Wilkes Bashford
- Type: Subsidiary of privately held company
- Industry: Clothing retailer
- Founded: 1966 (60 years ago) in San Francisco, California, U.S.
- Founder: Wilkes Bashford
- Headquarters: San Francisco, California, U.S.
- Area served: California
- Key people: Jack Guillaume
- Parent: Mitchells Stores (since 2009 (17 years ago))
- Website: wilkesbashford.com

= Wilkes Bashford =

American luxury retail clothing store

Wilkes Bashford is a luxury clothing retailer in San Francisco, California, United States.

==History and operations==
The flagship store was opened in 1966 by its namesake, Wilkes Bashford. It is favored by some prominent individuals, inckuding former San Francisco mayor Willie Brown.

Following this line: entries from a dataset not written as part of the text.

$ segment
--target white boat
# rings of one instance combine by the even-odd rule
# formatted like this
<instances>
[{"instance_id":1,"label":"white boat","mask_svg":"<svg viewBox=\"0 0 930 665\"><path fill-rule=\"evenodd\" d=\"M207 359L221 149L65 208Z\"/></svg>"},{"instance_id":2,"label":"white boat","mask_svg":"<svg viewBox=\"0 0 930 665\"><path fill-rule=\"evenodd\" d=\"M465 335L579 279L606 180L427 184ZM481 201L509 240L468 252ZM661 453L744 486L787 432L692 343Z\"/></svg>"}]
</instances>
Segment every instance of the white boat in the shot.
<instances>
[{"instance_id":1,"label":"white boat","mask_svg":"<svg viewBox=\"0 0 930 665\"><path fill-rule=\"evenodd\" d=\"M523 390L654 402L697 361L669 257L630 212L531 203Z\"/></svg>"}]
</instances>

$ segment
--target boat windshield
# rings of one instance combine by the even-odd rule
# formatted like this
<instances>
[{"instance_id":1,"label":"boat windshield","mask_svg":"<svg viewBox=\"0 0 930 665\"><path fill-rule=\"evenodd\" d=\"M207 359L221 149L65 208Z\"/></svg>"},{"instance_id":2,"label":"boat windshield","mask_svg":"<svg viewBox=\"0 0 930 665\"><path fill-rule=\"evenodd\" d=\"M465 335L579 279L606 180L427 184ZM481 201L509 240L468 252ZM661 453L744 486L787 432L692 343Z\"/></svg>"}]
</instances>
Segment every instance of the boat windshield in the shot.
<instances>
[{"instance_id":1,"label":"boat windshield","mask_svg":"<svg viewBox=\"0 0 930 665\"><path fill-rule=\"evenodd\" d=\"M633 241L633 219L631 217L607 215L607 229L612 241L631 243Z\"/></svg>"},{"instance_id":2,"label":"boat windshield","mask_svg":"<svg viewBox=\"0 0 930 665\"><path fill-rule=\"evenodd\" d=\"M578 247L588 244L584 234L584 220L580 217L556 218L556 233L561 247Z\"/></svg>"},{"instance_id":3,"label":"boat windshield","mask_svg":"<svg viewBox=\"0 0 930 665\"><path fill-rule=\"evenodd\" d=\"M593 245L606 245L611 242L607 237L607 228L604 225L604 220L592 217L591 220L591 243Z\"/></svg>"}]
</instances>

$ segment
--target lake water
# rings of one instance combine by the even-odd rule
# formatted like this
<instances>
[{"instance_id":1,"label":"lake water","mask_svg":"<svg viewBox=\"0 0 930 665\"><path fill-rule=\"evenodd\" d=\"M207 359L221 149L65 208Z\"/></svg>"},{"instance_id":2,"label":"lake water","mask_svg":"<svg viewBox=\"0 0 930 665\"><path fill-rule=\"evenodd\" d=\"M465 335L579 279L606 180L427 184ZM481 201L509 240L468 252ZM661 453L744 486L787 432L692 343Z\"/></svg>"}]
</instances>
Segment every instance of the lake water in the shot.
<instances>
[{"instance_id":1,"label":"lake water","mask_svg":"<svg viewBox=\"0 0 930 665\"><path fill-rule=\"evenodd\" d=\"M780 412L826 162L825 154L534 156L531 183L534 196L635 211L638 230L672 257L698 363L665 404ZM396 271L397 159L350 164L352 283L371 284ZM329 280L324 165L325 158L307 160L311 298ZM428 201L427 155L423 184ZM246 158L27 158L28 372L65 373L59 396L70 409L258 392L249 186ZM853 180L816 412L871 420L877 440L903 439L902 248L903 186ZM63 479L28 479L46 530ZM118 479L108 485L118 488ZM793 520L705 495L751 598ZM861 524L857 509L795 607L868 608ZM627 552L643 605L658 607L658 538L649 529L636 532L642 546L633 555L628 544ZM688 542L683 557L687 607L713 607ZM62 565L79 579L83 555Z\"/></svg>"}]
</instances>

The original store is in the Union Square Shopping District in San Francisco, California. Later, the company expanded to Stanford Shopping Center in Palo Alto, California, opening a 25,000 -square-foot flagship store on November 13, 2024.

It carries brands includibg Brioni, Brunello Cucinelli, Ermenegildo Zegna, Loro Piana, Kiton, Missoni, Pucci, Oxxford Clothes, Oscar de la Renta, Valentino, and more. The store has a shoe department featuring Manolo Blahnik, Christian Louboutin, Bontoni, John Lobb, and Gravati.

The store's namesake, Wilkes Bashford, died of prostate cancer on January 16, 2016, at the age of 82.

=== Controversies===
In 1985, founder, Wilkes Bashford; and partner, Jack Guillaume, were charged with cheating the City of San Francisco out of $1 million in rent.

==In popular culture==
Wilkes Bashford merchandise is an "addiction" for a wealthy closeted gay character, Beauchamp Day, in Armistead Maupin's eponymous first book from the Tales of the City novel series, which is set mostly in San Francisco.